I conducted a project in which I assessed the extent to which Mainers were compliant with the law. On five or six days when it rained, I parked on several different roads in Saco and Biddeford and among cars with Maine plates, when the wipers were engaged, I recorded whether the drivers had turned on their lights. I also noted the gender of the driver and whether the vehicle was foreign or domestic. I had no hypotheses. This is what is called exploratory research. I actually love exploratory research and this was some of the first that I conducted on my own.

This memory and reflecting on this new law, dovetails with another recent event: the death of Michael Stone. Michael was the professor who taught that research class. He was also the professor who taught the dissertation seminar the year that I took it - spring of 2000. He died in a drowning accident off the coast of Hawaii when he was traveling in March, just a few weeks ago.


Michael Stone

Michael Stone was a brilliant man, a Princeton University-educated astrophysicist, who, in the midst of writing his dissertation discovered social issues. After the completion of his degree, he turned his attention to housing policy and developed the concept of "shelter poverty" - a kind of housing costs-induced poverty. Michael was a precise man, thin, with graying hair and a beard; energetic, intense, and calculated in the classroom. His questions pushed students ahead, but also held them accountable for their work. He was a man with high expectations, but who was also generous with his time. I remember talking to Michael on the phone a number of times from our home in Saco, Maine - confused and lost, Michael gently and sometimes not so gently steering me back on the path from which I had veered.
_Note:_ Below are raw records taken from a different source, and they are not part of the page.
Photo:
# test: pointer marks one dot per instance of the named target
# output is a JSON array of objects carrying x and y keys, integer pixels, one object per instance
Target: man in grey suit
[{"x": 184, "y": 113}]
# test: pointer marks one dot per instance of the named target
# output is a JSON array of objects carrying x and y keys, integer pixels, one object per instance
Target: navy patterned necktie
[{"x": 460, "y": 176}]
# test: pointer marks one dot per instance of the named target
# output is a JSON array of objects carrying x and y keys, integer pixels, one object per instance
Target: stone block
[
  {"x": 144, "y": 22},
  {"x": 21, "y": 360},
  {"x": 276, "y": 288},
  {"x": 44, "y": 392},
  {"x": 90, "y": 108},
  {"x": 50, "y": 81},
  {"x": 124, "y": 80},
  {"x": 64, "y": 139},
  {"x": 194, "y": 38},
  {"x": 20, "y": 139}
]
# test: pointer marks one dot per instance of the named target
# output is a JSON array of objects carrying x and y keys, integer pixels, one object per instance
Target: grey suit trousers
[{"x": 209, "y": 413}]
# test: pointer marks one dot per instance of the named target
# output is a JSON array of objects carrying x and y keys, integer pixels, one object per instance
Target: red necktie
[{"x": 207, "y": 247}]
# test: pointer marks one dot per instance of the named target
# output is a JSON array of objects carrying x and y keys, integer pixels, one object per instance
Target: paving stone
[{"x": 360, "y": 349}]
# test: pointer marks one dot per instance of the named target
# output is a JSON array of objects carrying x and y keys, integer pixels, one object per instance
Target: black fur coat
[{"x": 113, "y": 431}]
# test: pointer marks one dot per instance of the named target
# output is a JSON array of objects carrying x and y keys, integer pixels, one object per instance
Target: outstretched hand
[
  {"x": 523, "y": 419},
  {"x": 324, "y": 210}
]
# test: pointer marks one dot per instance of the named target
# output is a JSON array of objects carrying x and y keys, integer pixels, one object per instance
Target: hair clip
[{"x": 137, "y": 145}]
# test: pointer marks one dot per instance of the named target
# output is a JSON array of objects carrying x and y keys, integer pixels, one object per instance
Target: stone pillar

When I was hired by the Department of Human Services in Maine to direct my very first, totally independent study - on the topic concerning the retention of foster parents - I remember sitting in Michael's office and laying out my planned methods. He stopped me and said, "That's what you're going to do. But, what do you want to know? Good research is always question-driven, not data-driven." Indeed, these are words to live by for any decent researcher and I have repeated this to my own students time and time again.

My life was recently connected back to Michael, as he guided my sister, Jen, through her own dissertation. I was happy to see him, to remember him, and to watch him in action. Intense. Thoughtful. Exact - with laser-like precision.

It's hard to believe that a man like Michael was taken too early because of an accident. He had recently retired and I heard that he was going to return to the study of astrophysics.

Every time I'm on I-95 in my commute to and from work, I see the electronic signs about the new wipers and headlight law, and I think of Michael. Thanks, Michael, for always steering me back.